Está à frente das operações europeias da Schneider desde setembro do ano passado. Os vários mercados estão alinhados no que diz respeito a estes compromissos de sustentabilidade?
Quando se olha para os nossos resultados e para a evolução da capitalização bolsista da empresa, verifica-se que há apetência para o que estamos a fazer, porque a eletrificação é um tema central de discussão nos Estados Unidos, na China e na Índia. O primeiro-ministro indiano falou muito de eletrificação. Pensamos que estamos, provavelmente, no sítio certo. E a eletrificação é o facilitador da sustentabilidade. Vemos mais eletrificação a acontecer em todo o lado e mais sobre digitalização.
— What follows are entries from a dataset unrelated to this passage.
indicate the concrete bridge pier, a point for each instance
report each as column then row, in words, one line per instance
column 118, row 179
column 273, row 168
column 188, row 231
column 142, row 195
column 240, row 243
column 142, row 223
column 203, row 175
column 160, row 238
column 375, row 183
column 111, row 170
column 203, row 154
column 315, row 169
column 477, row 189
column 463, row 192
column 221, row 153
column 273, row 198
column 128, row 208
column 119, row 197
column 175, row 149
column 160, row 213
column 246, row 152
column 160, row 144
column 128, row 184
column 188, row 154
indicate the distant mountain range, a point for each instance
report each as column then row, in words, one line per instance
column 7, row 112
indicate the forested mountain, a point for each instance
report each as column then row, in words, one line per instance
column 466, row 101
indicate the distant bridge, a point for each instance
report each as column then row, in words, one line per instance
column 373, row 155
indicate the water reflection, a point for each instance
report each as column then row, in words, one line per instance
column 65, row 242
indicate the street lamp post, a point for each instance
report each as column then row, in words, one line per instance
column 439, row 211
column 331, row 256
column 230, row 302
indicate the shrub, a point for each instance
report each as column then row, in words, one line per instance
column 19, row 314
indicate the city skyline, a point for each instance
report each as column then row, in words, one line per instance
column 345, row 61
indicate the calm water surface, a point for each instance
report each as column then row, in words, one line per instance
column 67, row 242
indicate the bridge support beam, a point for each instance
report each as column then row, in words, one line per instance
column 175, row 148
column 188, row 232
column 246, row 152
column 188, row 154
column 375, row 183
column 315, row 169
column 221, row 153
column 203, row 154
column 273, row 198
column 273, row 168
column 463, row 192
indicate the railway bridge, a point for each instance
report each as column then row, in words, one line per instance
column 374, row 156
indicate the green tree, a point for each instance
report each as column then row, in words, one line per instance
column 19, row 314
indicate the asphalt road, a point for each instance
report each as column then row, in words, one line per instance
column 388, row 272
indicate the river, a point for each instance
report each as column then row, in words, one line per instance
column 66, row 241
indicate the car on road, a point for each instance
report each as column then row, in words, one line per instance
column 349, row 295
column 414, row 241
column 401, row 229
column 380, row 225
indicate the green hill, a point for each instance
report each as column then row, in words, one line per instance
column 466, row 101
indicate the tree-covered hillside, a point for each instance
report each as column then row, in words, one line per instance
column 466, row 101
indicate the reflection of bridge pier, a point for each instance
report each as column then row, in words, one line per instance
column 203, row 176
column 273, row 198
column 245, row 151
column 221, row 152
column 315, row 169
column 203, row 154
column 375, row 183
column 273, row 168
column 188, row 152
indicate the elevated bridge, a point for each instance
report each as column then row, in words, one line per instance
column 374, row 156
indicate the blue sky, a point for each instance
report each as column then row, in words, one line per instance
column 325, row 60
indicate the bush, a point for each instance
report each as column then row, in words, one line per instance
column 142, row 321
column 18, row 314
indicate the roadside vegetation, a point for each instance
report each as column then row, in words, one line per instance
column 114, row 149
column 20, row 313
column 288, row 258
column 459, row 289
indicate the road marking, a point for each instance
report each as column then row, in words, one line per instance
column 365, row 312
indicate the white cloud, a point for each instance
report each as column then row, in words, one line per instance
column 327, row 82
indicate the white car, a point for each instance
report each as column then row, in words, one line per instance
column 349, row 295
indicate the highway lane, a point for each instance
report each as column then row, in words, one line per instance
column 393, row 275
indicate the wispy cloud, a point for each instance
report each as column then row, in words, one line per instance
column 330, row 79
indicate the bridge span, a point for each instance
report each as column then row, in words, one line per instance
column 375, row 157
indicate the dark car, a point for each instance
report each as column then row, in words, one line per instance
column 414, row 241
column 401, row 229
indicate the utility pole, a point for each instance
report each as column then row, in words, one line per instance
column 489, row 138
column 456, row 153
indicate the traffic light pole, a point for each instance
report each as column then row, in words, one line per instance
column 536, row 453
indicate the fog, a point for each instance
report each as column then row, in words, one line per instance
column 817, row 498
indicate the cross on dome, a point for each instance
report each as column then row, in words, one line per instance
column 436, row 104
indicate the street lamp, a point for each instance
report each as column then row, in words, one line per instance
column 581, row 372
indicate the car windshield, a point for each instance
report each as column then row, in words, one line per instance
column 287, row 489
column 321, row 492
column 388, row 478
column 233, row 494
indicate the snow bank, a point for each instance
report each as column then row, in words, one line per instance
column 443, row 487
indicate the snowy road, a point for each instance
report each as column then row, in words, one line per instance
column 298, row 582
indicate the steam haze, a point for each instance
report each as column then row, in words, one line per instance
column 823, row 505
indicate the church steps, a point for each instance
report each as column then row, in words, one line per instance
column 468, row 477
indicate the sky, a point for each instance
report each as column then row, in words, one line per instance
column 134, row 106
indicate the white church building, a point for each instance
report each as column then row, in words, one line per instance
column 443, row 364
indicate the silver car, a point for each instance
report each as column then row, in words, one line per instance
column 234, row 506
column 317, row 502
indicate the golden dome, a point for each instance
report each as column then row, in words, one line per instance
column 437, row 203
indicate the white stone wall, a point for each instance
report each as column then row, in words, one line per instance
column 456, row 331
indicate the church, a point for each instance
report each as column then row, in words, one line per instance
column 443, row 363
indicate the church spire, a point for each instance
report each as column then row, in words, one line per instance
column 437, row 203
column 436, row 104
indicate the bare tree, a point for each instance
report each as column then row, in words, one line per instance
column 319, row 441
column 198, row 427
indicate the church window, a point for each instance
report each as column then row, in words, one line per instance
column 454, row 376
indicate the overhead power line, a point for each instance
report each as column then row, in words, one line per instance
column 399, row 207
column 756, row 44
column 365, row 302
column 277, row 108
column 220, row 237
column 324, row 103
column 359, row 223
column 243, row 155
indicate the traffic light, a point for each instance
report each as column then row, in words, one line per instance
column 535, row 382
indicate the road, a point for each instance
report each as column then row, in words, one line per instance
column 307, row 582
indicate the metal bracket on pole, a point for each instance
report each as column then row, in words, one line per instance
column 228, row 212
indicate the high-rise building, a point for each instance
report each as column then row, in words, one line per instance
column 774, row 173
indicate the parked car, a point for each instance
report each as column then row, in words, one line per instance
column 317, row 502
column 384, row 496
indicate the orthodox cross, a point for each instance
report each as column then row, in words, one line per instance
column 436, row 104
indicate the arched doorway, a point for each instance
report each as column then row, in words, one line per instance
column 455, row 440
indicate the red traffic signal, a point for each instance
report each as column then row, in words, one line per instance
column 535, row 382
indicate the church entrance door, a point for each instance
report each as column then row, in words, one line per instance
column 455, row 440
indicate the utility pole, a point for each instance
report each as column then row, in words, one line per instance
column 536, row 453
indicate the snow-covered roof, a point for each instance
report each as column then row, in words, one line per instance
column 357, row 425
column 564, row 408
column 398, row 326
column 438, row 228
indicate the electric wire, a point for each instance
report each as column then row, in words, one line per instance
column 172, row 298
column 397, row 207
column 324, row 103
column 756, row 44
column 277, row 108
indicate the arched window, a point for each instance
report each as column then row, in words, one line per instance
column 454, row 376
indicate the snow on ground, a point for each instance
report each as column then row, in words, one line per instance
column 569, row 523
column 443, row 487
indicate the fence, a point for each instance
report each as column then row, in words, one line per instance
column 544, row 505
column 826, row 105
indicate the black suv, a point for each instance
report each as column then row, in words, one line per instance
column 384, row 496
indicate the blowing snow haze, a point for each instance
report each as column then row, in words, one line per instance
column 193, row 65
O que é diferente são as ferramentas para a implementar. Nos Estados Unidos desenvolveram-se muitos incentivos fiscais, por exemplo. Na Europa é diferente, mais baseado em legislação.
É uma vantagem.
Sim, porque todos vão nessa direção, mas também é um posicionamento. Isto está a acontecer. Este é o sítio certo para estar. Nos Estados Unidos há outras ferramentas. E na China e na Índia também é diferente. Quando olhamos para o nosso posicionamento e para a forma como o mercado reage à nossa oferta, é positivo, porque a eletrificação, a digitalização e a sustentabilidade estão a acontecer em todo o mundo. Talvez por caminhos diferentes, talvez com tecnologias diferentes e ferramentas diferentes, ou incentivos fiscais,, mas isto está a acontecer.